The most difficult part is automatic schema creation, because inferring the proper PARTITION BY and ORDER BY key is hard without user input. In the MySQL case you may get hints from the MySQL (not ClickHouse!) PARTITION BY clause in the source schema.  

Conclusion

ReplacingMergeTree is one of the most powerful ClickHouse features. It can handle deduplication and real-time update scenarios. However, querying data is not always efficient. In order to get good query performance one needs to understand how ReplacingMergeTree works, and apply some extra techniques. Properly used, it enables real-time synchronization pipelines from OLTP databases like MySQL or PostgreSQL. 

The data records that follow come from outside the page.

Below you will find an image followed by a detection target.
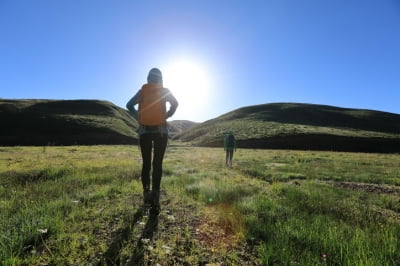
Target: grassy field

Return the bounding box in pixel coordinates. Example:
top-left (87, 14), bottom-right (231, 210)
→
top-left (0, 145), bottom-right (399, 265)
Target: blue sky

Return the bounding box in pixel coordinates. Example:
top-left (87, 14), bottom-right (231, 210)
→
top-left (1, 0), bottom-right (399, 122)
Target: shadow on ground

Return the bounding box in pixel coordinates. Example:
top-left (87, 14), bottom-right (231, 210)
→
top-left (99, 206), bottom-right (159, 265)
top-left (127, 213), bottom-right (159, 266)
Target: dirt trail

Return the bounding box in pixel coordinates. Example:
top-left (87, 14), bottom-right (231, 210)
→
top-left (99, 191), bottom-right (260, 265)
top-left (330, 181), bottom-right (400, 194)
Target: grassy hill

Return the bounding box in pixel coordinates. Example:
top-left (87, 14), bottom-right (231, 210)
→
top-left (176, 103), bottom-right (400, 152)
top-left (0, 99), bottom-right (139, 145)
top-left (168, 120), bottom-right (198, 136)
top-left (2, 100), bottom-right (400, 152)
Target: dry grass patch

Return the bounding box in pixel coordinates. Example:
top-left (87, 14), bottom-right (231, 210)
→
top-left (196, 203), bottom-right (245, 252)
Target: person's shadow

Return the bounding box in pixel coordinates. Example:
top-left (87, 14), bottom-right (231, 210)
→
top-left (126, 213), bottom-right (159, 266)
top-left (100, 208), bottom-right (159, 266)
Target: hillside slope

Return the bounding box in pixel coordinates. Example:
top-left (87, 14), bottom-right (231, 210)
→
top-left (176, 103), bottom-right (400, 152)
top-left (168, 120), bottom-right (198, 136)
top-left (0, 99), bottom-right (138, 145)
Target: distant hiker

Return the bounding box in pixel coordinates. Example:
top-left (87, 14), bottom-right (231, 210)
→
top-left (126, 68), bottom-right (178, 215)
top-left (224, 131), bottom-right (237, 168)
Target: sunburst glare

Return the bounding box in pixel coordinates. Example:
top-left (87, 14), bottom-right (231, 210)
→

While originally implemented long ago, ReplacingMergeTree continues to be improved by the ClickHouse team as well as developers from other companies, including Altinity. The recent community contributions of ‘final’ settings and ‘deleted’ column makes ReplacingMergeTree much easier to use in applications. The combination of ‘final’ setting and ‘deleted’ columns allow us to query updated and deleted data from ReplacingMergeTree without any changes in SQL! This is a great example of open source collaboration, and we are proud that Altinity is a contributor.